What is happening to women’s rights?

Supporters of the U.S. project in Afghanistan always point to how many girls are now going to school. But as Ann Jones points out, the number cited (5 million) is fewer than half the children of school age. In Kabul 85% are in school; in the Pashtun south, less than 20% and “near zero for girls.” Radio Free Afghanistan’s Jan Alekozai recently toured eastern Afghanistan. He noted that there were schools but no teachers, no chairs and tables, no electricity or water, no books, and no labs. “The participation of women is zero in the provinces,” he argued. While some are going to school “they cannot walk, for example, in a park – or with their families.” In February 2008 Womankind Worldwide (UK) released a survey of the status of women in Afghanistan. They found that 87% of Afghan women report domestic violence, 60% of all marriages are still forced, and 57% of all recent marriages involved girls under the age of sixteen, which is contrary to the law. Ann Jones, who spent a number of years in Afghanistan working for women’s rights, is not surprised. President Karzai’ wife is a qualified gynecologist but does not practice her skills. She remains locked up in the presidential fortress, the Arg, and is not seen by the general public. Since the onset of the 20th century, she is the first wife of a state leader who has not publicly championed women’s rights.
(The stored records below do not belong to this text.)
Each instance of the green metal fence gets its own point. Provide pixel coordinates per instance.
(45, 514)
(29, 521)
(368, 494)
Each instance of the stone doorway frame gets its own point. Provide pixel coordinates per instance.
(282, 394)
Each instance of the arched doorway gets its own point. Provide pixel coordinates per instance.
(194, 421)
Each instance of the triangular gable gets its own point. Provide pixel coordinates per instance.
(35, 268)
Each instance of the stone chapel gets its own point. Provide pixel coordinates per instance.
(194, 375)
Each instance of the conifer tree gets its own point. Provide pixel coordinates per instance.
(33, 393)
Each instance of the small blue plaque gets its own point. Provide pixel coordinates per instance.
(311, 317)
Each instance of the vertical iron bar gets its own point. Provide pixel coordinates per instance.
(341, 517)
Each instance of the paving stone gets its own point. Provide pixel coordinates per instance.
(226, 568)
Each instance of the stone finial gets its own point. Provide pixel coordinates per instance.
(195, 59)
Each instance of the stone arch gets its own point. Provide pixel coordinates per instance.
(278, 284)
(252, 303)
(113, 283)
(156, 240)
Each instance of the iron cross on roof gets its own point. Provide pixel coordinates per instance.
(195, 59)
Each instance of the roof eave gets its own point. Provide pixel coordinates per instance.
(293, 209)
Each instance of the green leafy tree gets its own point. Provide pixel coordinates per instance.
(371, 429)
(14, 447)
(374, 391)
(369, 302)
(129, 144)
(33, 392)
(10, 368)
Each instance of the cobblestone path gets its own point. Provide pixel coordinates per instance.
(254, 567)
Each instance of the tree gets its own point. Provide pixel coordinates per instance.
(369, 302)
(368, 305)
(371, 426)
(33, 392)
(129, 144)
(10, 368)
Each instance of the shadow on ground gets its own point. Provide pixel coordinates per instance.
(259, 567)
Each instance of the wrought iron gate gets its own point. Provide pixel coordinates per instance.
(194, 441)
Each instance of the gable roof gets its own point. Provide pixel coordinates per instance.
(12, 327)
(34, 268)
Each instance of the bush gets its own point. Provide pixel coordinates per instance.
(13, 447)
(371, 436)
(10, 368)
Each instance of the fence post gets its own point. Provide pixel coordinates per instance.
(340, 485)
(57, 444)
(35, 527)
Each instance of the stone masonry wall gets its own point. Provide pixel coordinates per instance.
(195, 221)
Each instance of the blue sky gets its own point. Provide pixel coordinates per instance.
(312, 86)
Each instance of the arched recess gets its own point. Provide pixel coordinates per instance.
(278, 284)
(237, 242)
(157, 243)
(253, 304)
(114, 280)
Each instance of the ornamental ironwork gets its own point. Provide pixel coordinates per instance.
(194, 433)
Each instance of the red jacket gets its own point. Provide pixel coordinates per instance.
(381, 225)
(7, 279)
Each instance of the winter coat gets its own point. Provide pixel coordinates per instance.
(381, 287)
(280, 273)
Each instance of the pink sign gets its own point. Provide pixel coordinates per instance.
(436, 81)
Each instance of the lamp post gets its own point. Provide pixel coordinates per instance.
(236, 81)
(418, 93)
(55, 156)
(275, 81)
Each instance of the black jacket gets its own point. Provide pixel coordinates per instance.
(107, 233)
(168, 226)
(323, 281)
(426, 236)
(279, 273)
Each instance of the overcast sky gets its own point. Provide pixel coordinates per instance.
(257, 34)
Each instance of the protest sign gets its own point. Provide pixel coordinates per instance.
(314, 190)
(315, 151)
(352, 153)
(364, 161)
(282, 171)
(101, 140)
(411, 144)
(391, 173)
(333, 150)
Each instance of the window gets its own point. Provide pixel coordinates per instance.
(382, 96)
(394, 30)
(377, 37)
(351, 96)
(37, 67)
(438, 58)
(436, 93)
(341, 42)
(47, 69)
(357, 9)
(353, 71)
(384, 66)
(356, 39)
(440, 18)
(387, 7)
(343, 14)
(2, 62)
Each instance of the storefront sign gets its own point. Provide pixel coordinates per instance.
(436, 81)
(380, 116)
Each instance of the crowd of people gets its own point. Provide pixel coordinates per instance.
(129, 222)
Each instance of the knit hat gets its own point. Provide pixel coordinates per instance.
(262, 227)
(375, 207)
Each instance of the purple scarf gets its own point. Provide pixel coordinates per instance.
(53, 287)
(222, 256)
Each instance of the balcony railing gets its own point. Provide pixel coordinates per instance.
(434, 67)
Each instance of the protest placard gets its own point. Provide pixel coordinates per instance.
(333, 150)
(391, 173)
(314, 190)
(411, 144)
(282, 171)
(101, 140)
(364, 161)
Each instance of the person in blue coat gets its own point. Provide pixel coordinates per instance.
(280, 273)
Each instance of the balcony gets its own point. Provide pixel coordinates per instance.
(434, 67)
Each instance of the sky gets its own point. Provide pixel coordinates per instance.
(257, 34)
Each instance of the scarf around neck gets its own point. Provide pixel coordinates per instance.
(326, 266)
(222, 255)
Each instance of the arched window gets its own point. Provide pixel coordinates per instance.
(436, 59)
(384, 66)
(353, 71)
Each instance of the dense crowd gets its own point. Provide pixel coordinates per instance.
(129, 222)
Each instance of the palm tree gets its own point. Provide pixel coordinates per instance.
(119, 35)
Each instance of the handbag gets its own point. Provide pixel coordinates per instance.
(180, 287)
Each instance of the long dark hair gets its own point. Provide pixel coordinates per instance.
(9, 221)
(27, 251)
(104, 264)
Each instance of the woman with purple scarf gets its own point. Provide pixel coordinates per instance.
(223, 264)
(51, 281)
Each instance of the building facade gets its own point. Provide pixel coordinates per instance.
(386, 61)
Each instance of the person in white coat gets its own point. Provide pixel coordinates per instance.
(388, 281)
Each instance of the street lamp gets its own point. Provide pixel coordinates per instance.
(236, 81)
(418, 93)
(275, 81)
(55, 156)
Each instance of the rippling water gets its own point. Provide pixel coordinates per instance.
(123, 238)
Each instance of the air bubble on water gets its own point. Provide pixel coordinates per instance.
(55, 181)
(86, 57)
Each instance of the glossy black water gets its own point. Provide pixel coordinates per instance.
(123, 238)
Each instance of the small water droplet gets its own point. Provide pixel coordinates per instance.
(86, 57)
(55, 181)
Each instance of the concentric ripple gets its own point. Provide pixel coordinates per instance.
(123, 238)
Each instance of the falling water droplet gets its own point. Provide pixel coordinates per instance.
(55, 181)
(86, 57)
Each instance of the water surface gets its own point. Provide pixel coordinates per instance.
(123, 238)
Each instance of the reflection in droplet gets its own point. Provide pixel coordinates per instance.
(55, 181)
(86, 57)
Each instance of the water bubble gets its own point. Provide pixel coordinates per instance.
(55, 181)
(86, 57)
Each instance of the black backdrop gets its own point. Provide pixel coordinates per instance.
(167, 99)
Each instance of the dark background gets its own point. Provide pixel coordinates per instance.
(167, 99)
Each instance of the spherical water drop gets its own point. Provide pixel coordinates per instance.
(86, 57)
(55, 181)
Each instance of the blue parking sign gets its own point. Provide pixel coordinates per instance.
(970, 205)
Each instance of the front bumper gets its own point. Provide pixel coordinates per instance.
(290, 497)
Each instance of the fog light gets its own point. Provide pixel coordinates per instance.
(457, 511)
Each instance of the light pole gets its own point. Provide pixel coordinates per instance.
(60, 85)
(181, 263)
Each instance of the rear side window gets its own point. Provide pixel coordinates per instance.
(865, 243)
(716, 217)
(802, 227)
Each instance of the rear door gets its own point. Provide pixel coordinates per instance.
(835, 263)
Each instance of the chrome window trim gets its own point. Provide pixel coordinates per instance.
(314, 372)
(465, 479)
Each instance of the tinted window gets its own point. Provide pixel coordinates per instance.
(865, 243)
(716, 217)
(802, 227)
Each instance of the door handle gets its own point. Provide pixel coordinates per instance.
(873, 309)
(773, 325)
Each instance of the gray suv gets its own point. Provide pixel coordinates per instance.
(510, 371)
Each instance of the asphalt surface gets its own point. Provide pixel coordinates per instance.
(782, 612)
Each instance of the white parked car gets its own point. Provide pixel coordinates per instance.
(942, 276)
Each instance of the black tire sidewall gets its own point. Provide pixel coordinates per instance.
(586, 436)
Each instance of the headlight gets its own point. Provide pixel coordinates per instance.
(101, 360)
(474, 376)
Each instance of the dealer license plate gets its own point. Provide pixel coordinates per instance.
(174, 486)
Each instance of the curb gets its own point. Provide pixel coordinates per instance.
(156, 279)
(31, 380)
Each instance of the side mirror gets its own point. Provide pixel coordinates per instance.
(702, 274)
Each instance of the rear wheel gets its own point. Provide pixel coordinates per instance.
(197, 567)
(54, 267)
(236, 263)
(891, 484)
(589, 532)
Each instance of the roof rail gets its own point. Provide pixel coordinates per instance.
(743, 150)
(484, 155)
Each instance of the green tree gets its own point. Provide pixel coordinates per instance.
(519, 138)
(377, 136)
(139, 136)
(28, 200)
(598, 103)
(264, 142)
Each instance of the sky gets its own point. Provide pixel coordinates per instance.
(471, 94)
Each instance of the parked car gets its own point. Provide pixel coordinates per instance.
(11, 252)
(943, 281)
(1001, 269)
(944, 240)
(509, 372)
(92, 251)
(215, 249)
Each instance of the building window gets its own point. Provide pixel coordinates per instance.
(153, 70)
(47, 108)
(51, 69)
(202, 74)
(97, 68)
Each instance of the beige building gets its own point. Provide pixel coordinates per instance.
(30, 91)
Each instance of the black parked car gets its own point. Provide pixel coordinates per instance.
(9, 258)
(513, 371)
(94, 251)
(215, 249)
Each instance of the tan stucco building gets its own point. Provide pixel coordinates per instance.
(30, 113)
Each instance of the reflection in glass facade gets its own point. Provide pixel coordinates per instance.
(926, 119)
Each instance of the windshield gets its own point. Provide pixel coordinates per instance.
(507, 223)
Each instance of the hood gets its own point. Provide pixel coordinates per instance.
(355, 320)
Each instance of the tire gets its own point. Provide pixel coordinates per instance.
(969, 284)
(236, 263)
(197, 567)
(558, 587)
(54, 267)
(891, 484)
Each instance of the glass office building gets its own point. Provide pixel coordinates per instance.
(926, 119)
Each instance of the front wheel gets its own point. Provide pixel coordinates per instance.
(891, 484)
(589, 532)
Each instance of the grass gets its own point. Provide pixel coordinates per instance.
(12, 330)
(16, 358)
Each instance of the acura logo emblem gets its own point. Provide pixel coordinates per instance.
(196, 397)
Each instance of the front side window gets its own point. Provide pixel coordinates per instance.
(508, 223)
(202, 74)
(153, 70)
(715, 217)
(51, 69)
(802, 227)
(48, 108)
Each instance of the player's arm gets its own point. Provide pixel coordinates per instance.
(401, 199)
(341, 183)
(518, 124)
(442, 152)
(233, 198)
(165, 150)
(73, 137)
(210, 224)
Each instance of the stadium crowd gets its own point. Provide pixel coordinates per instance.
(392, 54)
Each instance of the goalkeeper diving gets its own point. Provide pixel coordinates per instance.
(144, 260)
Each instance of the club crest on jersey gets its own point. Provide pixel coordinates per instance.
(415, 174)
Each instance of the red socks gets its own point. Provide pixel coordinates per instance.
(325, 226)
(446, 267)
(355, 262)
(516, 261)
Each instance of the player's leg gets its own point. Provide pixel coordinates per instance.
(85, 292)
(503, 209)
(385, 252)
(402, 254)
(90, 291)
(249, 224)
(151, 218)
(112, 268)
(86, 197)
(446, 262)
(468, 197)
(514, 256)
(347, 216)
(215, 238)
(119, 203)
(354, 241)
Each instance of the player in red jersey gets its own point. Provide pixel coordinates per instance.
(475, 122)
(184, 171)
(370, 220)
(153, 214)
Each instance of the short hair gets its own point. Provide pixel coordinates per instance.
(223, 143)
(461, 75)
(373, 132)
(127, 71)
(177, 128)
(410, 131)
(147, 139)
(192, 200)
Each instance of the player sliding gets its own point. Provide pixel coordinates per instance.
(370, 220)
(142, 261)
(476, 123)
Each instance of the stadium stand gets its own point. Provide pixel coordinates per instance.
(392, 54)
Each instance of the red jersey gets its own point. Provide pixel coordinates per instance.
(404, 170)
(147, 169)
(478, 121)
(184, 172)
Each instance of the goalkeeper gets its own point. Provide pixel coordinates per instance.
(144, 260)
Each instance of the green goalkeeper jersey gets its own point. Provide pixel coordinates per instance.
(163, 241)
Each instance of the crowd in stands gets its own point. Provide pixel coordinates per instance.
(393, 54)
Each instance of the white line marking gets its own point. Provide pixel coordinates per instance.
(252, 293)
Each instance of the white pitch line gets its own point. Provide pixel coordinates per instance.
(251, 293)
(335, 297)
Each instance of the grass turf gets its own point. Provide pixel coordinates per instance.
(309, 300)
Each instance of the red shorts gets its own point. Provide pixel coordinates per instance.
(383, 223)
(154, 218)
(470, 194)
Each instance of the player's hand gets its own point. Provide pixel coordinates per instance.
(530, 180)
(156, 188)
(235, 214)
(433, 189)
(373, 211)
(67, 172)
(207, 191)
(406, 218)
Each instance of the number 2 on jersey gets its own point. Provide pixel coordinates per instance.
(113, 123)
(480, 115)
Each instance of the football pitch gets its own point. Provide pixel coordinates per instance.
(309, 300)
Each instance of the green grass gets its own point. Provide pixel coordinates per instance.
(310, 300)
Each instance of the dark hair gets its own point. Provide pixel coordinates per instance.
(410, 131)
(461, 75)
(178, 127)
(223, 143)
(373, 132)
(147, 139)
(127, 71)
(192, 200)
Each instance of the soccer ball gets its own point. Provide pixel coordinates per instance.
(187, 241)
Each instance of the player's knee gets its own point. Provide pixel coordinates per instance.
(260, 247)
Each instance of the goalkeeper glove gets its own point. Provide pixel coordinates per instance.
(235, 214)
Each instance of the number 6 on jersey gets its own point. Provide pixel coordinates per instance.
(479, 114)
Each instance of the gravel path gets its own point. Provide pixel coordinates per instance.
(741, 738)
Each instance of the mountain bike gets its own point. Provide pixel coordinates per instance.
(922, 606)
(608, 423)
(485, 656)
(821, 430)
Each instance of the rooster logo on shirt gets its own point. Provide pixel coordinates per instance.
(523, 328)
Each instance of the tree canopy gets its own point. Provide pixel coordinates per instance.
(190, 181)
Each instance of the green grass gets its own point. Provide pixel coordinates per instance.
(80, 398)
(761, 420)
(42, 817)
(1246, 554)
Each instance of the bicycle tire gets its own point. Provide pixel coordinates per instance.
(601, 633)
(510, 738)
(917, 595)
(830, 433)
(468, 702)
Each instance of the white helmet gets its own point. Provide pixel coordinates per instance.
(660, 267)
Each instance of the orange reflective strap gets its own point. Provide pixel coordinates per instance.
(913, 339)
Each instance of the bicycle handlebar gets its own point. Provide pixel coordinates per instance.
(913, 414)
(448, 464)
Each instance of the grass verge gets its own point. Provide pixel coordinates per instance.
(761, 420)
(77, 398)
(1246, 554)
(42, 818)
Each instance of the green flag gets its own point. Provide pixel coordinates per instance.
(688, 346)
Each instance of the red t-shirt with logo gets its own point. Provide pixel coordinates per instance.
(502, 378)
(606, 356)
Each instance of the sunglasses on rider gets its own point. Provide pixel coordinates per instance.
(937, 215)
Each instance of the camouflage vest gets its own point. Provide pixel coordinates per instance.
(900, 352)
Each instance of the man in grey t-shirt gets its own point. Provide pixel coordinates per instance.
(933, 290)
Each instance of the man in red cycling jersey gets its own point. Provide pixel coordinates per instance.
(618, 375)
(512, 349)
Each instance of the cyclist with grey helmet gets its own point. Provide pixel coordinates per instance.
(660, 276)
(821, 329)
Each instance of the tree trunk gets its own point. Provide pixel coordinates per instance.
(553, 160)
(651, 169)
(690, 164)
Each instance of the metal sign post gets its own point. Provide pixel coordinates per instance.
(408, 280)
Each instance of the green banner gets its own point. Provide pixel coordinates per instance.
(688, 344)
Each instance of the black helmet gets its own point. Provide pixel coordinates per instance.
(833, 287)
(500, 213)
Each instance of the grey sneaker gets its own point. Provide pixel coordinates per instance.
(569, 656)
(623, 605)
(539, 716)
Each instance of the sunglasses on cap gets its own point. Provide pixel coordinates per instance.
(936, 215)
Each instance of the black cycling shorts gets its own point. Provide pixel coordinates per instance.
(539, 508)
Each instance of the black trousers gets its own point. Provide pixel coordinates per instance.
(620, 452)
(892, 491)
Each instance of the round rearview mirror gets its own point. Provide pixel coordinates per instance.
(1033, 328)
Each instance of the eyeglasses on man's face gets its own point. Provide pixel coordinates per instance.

Change of regime in Afghanistan

Few Canadians would know that there is a presidential election scheduled for Afghanistan in 2009. Hamid Karzai has announced that he will run again. After his tour of eastern Afghanistan, Jan Alekozai reported strong opposition to the local warlords and the Karzai government. He judged that Karzai would have a hard time getting 20% of the votes in the 2009 election. The people blame the Americans and NATO for the increase in the power of the warlords. The main opposition to Karzai will come from the United National Front, which is largely a coalition of the warlords and Islamist leaders based in the parliament. They have demanded a change in the constitution to bring in a parliamentary system of government with political parties and elections by proportional representation. The Front is dominated by the Islamist forces from the Northern Alliance. The Front has called for a new international meeting to settle the ongoing civil war in Afghanistan. This would be hosted by the United Nations and include all neighbouring states as well as representation from Afghanistan’s political groups, including the armed opposition. In late August Fazel Sangcharaki, speaking for the Front, stated that many foreign envoys have supported this proposal. But the problem is the opposition of the U.S. government.

Canadian government stresses militarism

The policy of the Canadian government since 2001 has been to put the highest priority on its military role in Afghanistan. In support of the Afghan “war on terrorism”, the Canadian government has been spending around $1 billion per year on the military and only $100 million on humanitarian assistance and economic development. Much of the military budget has been spent on acquiring new military hardware, needed for counter-insurgency warfare.. Just before Stephen Harper forced a fall election, polls emerged which showed that Canadians remain skeptical of the role in Afghanistan. A poll by Ipsos Reid for the Department of National Defence revealed that the majority of Canadians still want Canada to emphasize peacekeeping. A CBC poll done by Environics reported that 56% of Canadians disapprove of Canada’s military role in Afghanistan. Since the March 2008 agreement by the Conservatives and Liberals to extend Canada’s mission to 2011, Afghanistan has largely disappeared from political discussion. The challenge for Canadians is to make this disastrous war in Afghanistan an issue in the current election.

John W. Warnock is a Regina political economist and author of Creating a Failed State: the US and Canada in Afghanistan. (Winnipeg: Fernwood Publishing, May 2008).